Because this solution uses graphics mode, it cannot be executed on TIO.

Output

Below is the output for input 7

Program Output (n=7)

Taylor Scott

Posted 2018-02-28T08:10:42.990

Reputation: 6 709

1

QBasic 1.1, 124 bytes

Takes input and shoots a cannon. Due to screen size limitations, \$n\$ must be \$\leq 6\$.

INPUT n
CLS
FOR i=-n TO n
FOR j=1TO ABS(i)
k=i>0
LOCATE(i^2-i)/2+j-2*j^-(k=0)-k+1,i+n+k+1
?CHR$(c+65)
c=(c+1)MOD 26
NEXT j,i

Taylor Scott

Posted 2018-02-28T08:10:42.990

Reputation: 6 709

1

Python 3, 190 bytes

j,r,c,s=int(input()),range,[],[];a=(j+1)*j;b=a//2
for i in r(j):k=i+1;c.extend([j-k]*k)
for i in r(a):s+=chr(ord('A')+(i%26))
for i in r(b):print(' '*c[i]+s[b-i-1]+' '*(2*(j-c[i]-1))+s[b+i])

Try it online!

I tried my best.
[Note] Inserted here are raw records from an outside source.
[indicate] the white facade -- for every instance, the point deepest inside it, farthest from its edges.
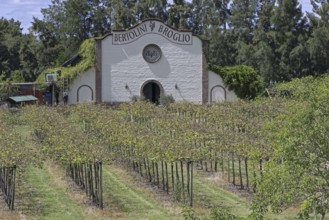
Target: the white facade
(149, 60)
(82, 89)
(218, 92)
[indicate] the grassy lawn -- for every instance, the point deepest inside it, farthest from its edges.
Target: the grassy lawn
(130, 200)
(50, 198)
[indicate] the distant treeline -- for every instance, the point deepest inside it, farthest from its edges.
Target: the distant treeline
(272, 36)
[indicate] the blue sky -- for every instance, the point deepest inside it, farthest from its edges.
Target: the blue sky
(25, 10)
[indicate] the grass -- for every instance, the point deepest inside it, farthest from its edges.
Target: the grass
(48, 198)
(132, 200)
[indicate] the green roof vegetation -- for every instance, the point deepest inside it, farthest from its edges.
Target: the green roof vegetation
(87, 54)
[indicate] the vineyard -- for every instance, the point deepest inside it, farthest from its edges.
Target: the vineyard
(249, 147)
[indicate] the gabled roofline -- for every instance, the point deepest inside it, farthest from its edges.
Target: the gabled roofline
(146, 20)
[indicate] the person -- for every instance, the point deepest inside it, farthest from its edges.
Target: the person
(65, 97)
(57, 96)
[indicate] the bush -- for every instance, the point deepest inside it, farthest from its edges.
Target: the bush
(243, 80)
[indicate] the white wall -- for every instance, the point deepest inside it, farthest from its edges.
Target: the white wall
(124, 65)
(82, 89)
(218, 92)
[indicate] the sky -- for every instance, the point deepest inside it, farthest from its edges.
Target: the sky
(25, 10)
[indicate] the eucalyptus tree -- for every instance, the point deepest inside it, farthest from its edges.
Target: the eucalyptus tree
(179, 14)
(10, 36)
(289, 27)
(318, 42)
(122, 13)
(145, 9)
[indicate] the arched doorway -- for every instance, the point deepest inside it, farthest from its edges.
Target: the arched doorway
(217, 94)
(151, 91)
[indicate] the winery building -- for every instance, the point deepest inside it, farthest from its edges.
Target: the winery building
(150, 60)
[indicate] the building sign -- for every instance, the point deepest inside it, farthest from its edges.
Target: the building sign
(151, 27)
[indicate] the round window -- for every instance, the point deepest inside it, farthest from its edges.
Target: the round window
(152, 53)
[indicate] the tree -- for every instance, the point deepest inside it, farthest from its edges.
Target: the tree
(289, 26)
(145, 9)
(318, 43)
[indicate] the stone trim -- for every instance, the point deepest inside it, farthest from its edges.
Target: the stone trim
(205, 74)
(98, 72)
(92, 92)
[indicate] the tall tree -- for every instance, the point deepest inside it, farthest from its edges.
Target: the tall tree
(145, 9)
(289, 29)
(179, 15)
(318, 42)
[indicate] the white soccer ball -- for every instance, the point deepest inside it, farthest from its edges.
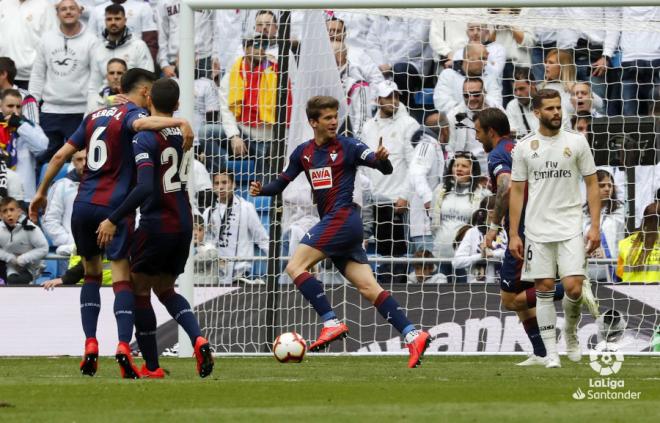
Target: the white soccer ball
(289, 347)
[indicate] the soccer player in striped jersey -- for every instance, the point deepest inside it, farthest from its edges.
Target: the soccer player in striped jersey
(162, 240)
(330, 162)
(551, 163)
(107, 178)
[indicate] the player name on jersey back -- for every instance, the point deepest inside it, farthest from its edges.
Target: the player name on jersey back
(112, 111)
(321, 178)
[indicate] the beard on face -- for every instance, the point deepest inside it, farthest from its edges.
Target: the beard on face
(550, 123)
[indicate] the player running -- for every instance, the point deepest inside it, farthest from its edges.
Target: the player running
(107, 179)
(330, 163)
(162, 240)
(550, 162)
(493, 131)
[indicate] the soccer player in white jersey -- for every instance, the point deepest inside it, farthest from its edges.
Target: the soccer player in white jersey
(551, 162)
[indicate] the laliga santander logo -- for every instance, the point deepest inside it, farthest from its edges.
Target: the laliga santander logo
(605, 358)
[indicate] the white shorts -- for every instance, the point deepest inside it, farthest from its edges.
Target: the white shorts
(544, 259)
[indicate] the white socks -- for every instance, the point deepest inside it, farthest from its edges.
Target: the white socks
(546, 316)
(572, 312)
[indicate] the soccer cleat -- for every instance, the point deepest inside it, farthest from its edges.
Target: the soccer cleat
(145, 373)
(124, 357)
(329, 335)
(533, 360)
(553, 361)
(573, 351)
(89, 363)
(588, 298)
(417, 347)
(204, 357)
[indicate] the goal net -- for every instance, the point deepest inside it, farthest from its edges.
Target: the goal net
(424, 224)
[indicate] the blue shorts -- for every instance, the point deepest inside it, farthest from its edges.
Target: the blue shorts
(155, 253)
(85, 220)
(339, 235)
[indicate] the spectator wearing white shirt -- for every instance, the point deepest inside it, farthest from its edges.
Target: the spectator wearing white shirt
(640, 62)
(546, 38)
(22, 244)
(593, 48)
(339, 32)
(582, 100)
(447, 36)
(60, 76)
(480, 34)
(167, 20)
(27, 139)
(56, 221)
(118, 42)
(426, 171)
(399, 47)
(454, 201)
(234, 225)
(448, 92)
(481, 262)
(356, 91)
(519, 110)
(140, 20)
(29, 105)
(462, 136)
(394, 128)
(22, 23)
(107, 96)
(612, 227)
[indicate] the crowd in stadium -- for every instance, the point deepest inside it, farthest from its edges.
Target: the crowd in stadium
(412, 84)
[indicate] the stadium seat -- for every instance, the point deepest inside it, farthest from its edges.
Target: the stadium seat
(61, 174)
(243, 170)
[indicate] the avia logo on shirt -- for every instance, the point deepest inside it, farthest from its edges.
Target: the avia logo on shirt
(321, 178)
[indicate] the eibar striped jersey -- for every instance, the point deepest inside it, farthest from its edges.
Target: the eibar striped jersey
(107, 135)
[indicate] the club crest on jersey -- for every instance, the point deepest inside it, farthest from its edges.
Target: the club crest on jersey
(321, 178)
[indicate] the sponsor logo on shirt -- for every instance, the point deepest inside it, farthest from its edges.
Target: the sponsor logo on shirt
(365, 153)
(141, 156)
(321, 178)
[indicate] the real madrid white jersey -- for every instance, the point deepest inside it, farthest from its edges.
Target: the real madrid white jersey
(552, 167)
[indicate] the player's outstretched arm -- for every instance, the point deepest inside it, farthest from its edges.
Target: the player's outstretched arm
(39, 200)
(501, 207)
(255, 188)
(157, 123)
(516, 198)
(593, 199)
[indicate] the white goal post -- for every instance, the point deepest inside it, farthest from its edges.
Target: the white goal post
(186, 65)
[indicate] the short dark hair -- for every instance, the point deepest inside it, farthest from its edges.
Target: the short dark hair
(7, 65)
(227, 172)
(165, 95)
(474, 79)
(319, 102)
(544, 94)
(495, 119)
(10, 92)
(115, 9)
(523, 73)
(117, 60)
(7, 201)
(135, 76)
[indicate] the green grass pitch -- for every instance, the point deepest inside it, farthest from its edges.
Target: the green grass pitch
(337, 389)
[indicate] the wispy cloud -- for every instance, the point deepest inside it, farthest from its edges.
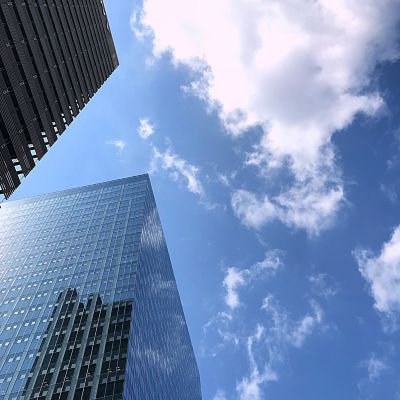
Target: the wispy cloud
(268, 331)
(299, 71)
(312, 206)
(323, 285)
(382, 273)
(178, 169)
(273, 340)
(375, 367)
(145, 128)
(235, 278)
(119, 144)
(220, 395)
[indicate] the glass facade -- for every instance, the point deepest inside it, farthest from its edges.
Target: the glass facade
(89, 307)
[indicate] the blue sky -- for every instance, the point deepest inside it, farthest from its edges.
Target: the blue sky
(272, 134)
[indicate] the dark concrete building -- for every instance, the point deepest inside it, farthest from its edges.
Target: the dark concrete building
(54, 56)
(89, 307)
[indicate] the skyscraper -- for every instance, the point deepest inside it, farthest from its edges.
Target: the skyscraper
(89, 307)
(54, 56)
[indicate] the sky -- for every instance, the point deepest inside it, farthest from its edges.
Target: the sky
(271, 131)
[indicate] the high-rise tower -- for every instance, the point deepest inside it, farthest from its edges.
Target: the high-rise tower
(54, 56)
(89, 307)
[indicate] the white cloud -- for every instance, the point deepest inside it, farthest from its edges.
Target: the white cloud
(310, 205)
(145, 128)
(301, 70)
(235, 278)
(118, 144)
(290, 332)
(323, 285)
(178, 168)
(375, 367)
(220, 395)
(382, 272)
(250, 388)
(272, 343)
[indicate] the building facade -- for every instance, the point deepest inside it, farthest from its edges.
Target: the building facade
(89, 307)
(54, 56)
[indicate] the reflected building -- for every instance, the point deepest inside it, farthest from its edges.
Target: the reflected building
(54, 56)
(89, 307)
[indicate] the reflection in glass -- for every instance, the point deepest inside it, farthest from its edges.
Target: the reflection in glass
(89, 307)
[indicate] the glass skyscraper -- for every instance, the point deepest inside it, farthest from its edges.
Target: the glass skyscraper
(89, 307)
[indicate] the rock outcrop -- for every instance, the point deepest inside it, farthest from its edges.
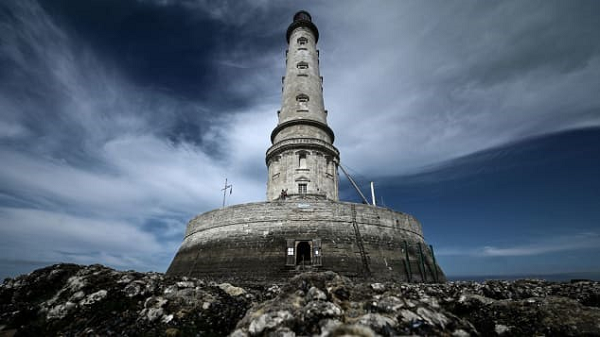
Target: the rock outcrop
(73, 300)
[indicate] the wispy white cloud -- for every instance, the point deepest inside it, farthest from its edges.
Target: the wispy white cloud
(544, 245)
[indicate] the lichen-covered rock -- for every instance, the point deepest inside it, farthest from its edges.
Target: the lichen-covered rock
(94, 300)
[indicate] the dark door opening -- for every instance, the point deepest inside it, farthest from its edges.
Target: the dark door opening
(303, 253)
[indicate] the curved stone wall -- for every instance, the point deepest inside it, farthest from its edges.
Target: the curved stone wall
(252, 242)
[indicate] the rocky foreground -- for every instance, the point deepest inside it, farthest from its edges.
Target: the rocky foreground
(73, 300)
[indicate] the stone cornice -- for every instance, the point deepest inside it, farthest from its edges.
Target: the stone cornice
(310, 122)
(302, 143)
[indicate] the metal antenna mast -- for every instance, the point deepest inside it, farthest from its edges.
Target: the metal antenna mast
(354, 184)
(224, 189)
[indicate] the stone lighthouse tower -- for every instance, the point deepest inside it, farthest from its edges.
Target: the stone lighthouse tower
(302, 226)
(302, 162)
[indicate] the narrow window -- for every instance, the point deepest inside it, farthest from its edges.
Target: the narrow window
(303, 257)
(302, 160)
(302, 65)
(302, 41)
(302, 98)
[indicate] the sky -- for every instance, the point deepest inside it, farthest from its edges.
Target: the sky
(121, 119)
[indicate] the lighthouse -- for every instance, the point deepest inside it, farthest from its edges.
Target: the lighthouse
(302, 162)
(303, 226)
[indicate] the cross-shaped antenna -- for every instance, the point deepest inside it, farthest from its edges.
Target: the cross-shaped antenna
(224, 189)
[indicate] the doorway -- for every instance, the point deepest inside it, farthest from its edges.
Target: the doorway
(303, 253)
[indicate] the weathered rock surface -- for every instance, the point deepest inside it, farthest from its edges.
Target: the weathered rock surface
(73, 300)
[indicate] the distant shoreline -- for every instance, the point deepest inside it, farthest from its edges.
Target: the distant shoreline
(558, 277)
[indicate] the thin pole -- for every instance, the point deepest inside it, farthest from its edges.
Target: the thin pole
(424, 271)
(224, 189)
(408, 269)
(434, 264)
(373, 194)
(354, 184)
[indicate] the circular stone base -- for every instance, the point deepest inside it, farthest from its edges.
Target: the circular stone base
(272, 241)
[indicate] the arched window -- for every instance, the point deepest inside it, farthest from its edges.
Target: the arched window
(302, 98)
(302, 160)
(302, 41)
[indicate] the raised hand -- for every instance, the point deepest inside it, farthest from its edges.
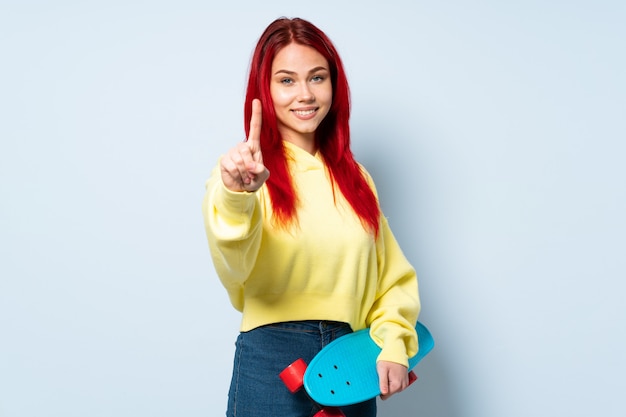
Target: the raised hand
(242, 167)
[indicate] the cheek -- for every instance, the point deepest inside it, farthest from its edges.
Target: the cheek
(279, 97)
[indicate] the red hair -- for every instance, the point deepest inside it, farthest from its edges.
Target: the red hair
(332, 135)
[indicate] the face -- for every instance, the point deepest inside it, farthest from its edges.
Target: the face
(302, 93)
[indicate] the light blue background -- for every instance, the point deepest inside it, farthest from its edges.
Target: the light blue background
(495, 132)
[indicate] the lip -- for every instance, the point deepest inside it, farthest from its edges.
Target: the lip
(305, 113)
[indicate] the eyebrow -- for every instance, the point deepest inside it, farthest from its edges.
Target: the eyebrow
(283, 71)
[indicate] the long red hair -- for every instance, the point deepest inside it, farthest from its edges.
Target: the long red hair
(332, 136)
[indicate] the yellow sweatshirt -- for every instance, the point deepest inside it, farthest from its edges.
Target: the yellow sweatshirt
(326, 267)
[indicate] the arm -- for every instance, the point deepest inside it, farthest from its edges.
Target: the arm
(394, 313)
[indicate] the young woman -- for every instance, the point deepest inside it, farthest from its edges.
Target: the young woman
(304, 253)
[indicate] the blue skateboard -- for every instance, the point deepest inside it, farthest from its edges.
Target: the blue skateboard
(344, 372)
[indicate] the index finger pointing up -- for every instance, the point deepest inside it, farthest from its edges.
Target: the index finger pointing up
(254, 136)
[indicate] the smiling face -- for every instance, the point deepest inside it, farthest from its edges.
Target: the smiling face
(302, 93)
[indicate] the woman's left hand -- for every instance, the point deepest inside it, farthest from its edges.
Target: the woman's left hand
(393, 378)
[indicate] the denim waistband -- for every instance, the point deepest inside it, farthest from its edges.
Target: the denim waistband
(313, 326)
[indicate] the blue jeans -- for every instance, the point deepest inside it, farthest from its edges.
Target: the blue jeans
(261, 354)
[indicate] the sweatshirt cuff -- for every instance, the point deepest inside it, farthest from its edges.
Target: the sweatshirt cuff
(233, 201)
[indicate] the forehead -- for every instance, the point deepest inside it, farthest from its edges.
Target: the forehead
(296, 57)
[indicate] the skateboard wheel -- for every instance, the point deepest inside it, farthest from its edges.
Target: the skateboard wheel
(330, 412)
(412, 377)
(293, 375)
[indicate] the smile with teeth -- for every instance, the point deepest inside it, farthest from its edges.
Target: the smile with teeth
(304, 112)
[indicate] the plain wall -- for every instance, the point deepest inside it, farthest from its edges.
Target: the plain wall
(495, 133)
Let me know if any optimisations are possible.

Koishore Roy

Posted 2018-02-28T08:10:42.990

Reputation: 1 144

1

k4, 76 71 bytes

{+|:'p$(-k,|k:+\l)$(x#b),|:'x_b:(i:-1_0,+\l,|l)_a:(2*p:+/l:|1+!x)#.Q.a}

some rearranging+assignments to save 5 bytes


{+|:'(+/l)$(-k,|k:+\l)$(x#i_a),|:'((-x)#i:-1_0,+\l,|l)_a:(2*+/l:|1+!x)#.Q.a}

half-hour effort with some effort to shave off a few bytes, but there's probably much more that can be done here. will come back to it. fun challenge!